Built on Jolt RV64IMAC, allowing formally verified Rust libraries (ruma-lean) to run in ZK.

• src/host/ (The Prover): Orchestrates state res and parallelizes the Jolt Prover.
• src/guest/ (The zkVM): Formally verified logic that runs inside Jolt, proving topological compliance and state transitions.
• ruma-zk-wasm/ (The Verifier): Exposes proof verification to WebAssembly (Currently in Simulation mode).

API Specification

We propose new endpoints to securely retrieve these ZK rollups.

1. Server-to-Server (Federation API)

When a Matrix homeserver joins a room, it requests the proof from a resident server.

Request:

GET /_matrix/federation/unstable/org.matrix.msc0000/zk_state_proof/!room:example.com
Authorization: X-Matrix origin="joining.server",key="...",sig="..."

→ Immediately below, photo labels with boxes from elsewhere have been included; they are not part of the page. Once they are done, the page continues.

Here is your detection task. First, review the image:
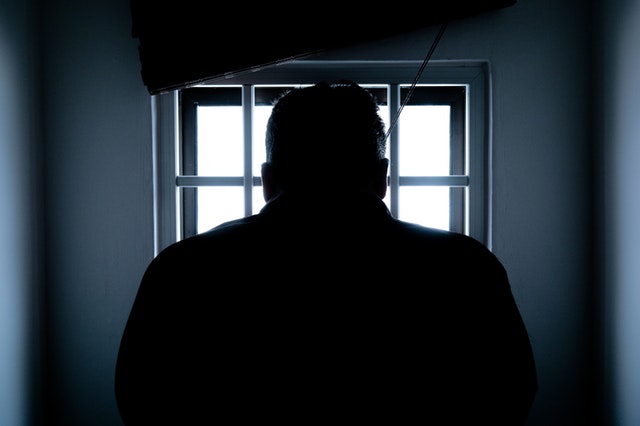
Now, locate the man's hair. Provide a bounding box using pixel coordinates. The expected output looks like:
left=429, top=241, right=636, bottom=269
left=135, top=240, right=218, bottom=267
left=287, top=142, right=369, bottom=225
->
left=266, top=80, right=386, bottom=187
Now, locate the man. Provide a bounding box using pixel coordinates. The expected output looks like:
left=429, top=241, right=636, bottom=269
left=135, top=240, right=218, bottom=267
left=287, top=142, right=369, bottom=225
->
left=115, top=82, right=537, bottom=426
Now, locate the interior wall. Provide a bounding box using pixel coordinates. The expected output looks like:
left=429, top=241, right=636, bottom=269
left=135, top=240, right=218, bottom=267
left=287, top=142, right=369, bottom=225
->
left=41, top=0, right=153, bottom=426
left=0, top=1, right=42, bottom=426
left=316, top=0, right=599, bottom=426
left=599, top=0, right=640, bottom=426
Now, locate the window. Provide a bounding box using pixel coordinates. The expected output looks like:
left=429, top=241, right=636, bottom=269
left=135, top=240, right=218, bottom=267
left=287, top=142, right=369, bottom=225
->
left=152, top=61, right=489, bottom=255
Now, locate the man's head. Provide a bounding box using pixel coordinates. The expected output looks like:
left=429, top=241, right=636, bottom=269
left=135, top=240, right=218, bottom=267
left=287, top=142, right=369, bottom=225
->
left=262, top=81, right=388, bottom=200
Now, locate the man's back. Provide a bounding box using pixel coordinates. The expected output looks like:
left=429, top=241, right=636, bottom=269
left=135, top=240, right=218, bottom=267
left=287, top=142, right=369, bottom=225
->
left=116, top=194, right=536, bottom=425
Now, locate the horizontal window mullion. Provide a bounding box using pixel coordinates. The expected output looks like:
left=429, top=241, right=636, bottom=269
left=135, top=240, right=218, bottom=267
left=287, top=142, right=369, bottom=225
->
left=398, top=175, right=469, bottom=186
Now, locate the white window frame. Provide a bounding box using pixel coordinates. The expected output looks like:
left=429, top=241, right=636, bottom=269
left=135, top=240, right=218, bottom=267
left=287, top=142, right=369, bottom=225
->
left=151, top=61, right=491, bottom=254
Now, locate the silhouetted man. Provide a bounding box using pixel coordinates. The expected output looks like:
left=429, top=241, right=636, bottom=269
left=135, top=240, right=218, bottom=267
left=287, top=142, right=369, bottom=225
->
left=115, top=82, right=537, bottom=426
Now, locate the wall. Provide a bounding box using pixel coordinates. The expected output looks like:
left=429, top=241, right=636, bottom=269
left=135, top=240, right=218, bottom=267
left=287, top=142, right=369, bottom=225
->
left=0, top=0, right=640, bottom=426
left=0, top=2, right=42, bottom=426
left=320, top=0, right=599, bottom=425
left=41, top=0, right=153, bottom=426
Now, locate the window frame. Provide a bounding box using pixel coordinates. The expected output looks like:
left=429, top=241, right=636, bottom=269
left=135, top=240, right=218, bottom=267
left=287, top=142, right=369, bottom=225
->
left=151, top=61, right=491, bottom=254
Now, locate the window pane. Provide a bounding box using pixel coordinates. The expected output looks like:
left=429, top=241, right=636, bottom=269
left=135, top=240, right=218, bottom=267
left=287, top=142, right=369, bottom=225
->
left=398, top=186, right=450, bottom=230
left=196, top=186, right=244, bottom=233
left=398, top=105, right=451, bottom=176
left=196, top=106, right=243, bottom=176
left=252, top=105, right=272, bottom=176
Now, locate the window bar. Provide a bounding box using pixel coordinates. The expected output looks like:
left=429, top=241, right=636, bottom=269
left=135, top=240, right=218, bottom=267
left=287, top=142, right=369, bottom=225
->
left=387, top=84, right=400, bottom=217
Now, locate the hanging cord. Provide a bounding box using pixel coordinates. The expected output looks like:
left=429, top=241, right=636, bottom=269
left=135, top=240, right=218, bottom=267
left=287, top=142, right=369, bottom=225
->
left=384, top=22, right=447, bottom=140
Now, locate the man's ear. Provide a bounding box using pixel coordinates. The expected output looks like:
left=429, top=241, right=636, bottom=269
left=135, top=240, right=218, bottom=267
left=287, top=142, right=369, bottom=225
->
left=373, top=158, right=389, bottom=199
left=260, top=163, right=278, bottom=202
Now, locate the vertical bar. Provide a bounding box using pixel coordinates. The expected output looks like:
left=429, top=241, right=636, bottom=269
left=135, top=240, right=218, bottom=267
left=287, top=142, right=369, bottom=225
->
left=180, top=91, right=198, bottom=238
left=387, top=84, right=400, bottom=217
left=449, top=86, right=468, bottom=233
left=242, top=84, right=255, bottom=216
left=151, top=91, right=179, bottom=256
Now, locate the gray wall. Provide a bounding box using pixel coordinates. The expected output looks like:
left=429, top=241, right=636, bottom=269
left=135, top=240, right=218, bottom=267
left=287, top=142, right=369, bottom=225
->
left=0, top=0, right=640, bottom=426
left=599, top=0, right=640, bottom=426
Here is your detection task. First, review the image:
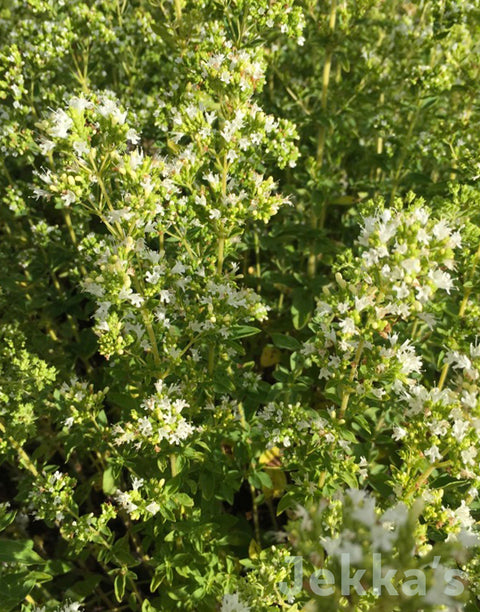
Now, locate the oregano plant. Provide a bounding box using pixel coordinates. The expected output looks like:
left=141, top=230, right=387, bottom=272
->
left=0, top=0, right=480, bottom=612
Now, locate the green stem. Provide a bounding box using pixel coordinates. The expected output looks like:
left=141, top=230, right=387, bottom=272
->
left=438, top=240, right=480, bottom=390
left=338, top=340, right=365, bottom=419
left=307, top=0, right=337, bottom=278
left=0, top=421, right=39, bottom=478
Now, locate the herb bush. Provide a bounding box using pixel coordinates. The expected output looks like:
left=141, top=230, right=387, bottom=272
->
left=0, top=0, right=480, bottom=612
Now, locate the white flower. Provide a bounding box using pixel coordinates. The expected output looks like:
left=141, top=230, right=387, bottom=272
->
left=220, top=593, right=250, bottom=612
left=126, top=128, right=140, bottom=144
left=432, top=219, right=452, bottom=240
left=402, top=257, right=422, bottom=274
left=73, top=140, right=90, bottom=157
left=428, top=270, right=453, bottom=293
left=392, top=426, right=407, bottom=441
left=423, top=444, right=442, bottom=463
left=145, top=501, right=160, bottom=514
left=48, top=109, right=73, bottom=138
left=339, top=317, right=357, bottom=334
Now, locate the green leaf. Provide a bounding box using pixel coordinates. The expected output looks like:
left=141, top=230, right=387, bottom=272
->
left=175, top=493, right=193, bottom=508
left=200, top=472, right=215, bottom=501
left=0, top=572, right=34, bottom=612
left=102, top=465, right=117, bottom=495
left=113, top=573, right=127, bottom=602
left=277, top=493, right=298, bottom=516
left=272, top=334, right=302, bottom=351
left=248, top=472, right=273, bottom=489
left=0, top=510, right=17, bottom=531
left=0, top=538, right=45, bottom=565
left=290, top=289, right=315, bottom=329
left=230, top=325, right=262, bottom=340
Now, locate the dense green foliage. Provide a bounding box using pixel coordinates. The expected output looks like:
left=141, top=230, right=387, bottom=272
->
left=0, top=0, right=480, bottom=612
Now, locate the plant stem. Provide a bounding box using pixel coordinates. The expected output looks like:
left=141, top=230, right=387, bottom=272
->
left=437, top=240, right=480, bottom=390
left=307, top=0, right=337, bottom=278
left=338, top=340, right=365, bottom=419
left=0, top=421, right=39, bottom=478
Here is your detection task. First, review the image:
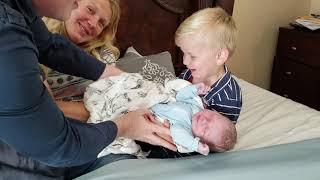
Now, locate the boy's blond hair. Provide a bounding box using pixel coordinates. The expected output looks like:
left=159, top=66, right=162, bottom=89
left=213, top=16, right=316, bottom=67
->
left=175, top=7, right=237, bottom=57
left=43, top=0, right=120, bottom=60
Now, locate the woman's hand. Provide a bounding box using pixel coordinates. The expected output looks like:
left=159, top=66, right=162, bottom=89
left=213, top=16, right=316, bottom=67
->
left=99, top=65, right=123, bottom=79
left=115, top=110, right=177, bottom=151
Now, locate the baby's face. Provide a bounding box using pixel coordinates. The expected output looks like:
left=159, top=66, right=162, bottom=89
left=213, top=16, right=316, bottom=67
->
left=192, top=111, right=222, bottom=144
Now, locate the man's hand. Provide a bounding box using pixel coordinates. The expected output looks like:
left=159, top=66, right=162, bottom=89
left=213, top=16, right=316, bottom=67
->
left=99, top=65, right=123, bottom=79
left=115, top=110, right=177, bottom=151
left=198, top=142, right=210, bottom=156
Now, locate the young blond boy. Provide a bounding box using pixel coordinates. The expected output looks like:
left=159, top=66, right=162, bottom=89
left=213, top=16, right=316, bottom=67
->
left=175, top=8, right=242, bottom=123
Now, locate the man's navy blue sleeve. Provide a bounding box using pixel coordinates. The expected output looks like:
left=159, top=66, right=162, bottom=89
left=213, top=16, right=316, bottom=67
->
left=30, top=17, right=106, bottom=80
left=0, top=4, right=117, bottom=166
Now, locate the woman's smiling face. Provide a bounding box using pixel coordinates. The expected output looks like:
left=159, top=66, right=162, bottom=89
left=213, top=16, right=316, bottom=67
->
left=65, top=0, right=112, bottom=44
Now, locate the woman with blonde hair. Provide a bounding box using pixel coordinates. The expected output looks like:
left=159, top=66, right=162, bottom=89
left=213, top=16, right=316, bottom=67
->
left=42, top=0, right=120, bottom=100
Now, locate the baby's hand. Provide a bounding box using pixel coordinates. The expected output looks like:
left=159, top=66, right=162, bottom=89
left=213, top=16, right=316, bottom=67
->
left=196, top=83, right=211, bottom=95
left=198, top=142, right=210, bottom=156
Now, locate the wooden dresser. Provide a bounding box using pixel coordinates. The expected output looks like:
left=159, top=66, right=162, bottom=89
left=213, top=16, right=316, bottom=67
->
left=271, top=27, right=320, bottom=110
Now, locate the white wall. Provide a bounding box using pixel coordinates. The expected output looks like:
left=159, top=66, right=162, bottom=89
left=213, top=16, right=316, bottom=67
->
left=310, top=0, right=320, bottom=14
left=228, top=0, right=312, bottom=89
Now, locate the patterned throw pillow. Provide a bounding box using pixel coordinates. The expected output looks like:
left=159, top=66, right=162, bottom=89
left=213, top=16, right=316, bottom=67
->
left=116, top=47, right=176, bottom=84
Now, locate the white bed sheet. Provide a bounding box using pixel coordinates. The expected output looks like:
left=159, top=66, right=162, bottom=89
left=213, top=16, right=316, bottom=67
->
left=233, top=78, right=320, bottom=151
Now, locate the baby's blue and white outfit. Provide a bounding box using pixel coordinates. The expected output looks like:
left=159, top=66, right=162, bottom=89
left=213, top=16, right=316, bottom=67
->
left=151, top=83, right=204, bottom=153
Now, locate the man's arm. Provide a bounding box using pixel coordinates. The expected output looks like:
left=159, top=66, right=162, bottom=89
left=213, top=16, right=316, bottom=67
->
left=0, top=17, right=117, bottom=166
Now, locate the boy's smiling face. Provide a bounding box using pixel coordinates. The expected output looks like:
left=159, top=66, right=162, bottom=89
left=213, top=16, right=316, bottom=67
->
left=176, top=35, right=224, bottom=86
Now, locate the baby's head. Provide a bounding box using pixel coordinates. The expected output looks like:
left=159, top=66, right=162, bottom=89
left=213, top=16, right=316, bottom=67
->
left=175, top=8, right=237, bottom=83
left=192, top=109, right=237, bottom=152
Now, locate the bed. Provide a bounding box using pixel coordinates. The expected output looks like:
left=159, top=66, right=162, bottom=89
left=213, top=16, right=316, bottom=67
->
left=78, top=0, right=320, bottom=180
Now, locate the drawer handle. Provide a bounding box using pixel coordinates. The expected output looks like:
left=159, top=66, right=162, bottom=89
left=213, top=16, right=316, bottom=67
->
left=291, top=46, right=297, bottom=51
left=285, top=71, right=292, bottom=75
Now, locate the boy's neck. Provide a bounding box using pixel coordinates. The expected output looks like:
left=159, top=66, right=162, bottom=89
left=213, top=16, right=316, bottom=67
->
left=204, top=65, right=226, bottom=87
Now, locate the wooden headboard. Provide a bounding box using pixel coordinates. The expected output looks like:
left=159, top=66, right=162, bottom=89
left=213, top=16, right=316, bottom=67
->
left=117, top=0, right=234, bottom=74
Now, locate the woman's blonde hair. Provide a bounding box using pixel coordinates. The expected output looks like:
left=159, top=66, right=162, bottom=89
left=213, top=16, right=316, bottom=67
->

2. Client-to-Server (Client-Server API)

The homeserver generously passes this exact proof down to end-user clients (Element, etc.) so they can perform edge-verification.

Example Response:

{
  "room_version": "12",
  "checkpoint": {
    "event_id": "$historic_cutoff",
    "resolved_state_root_hash": "<sha256_hash>",
    "zk_proof": "<jolt_stark_proof>",
    "program_vkey": "<jolt_vkey>"
  },
  "delta": {
    "recent_state_events": [ ... ]
  }
}

Project Architecture

• Architectural Paths: High-level overview of our Jolt-centric ZK strategy.
• Topological Reducer Speedup: How Jolt's lookup table approach optimizes Matrix DAG resolution.

Configuration

You can configure the execution mode using environment variables:

• JOLT_PROVE=1: Generates a full STARK proof (High CPU/RAM).
• EXECUTE_UNOPTIMIZED=1: Runs the full Matrix Spec State Res v2 instead of the Optimized Topological Reducer.

Example usage:

JOLT_PROVE=1 cargo run --bin ruma-zk-host

Security & Memory Safety

To cryptographically neutralize VM-level exploits, the entire workspace (Guest, Host, and WASM Verifier) strictly bans unsafe Rust via the #![forbid(unsafe_code)] compiler directive. All resolution logic is offloaded to ruma-lean, a zero-dependency crate designed for formal verification.

Development

Code Coverage

To generate a code coverage report:

make coverage

Parity Testing

To run the Jolt parity simulation (comparing native Rust vs. proven Guest):

make test-zk

License

Dual-licensed under MIT or Apache 2.0.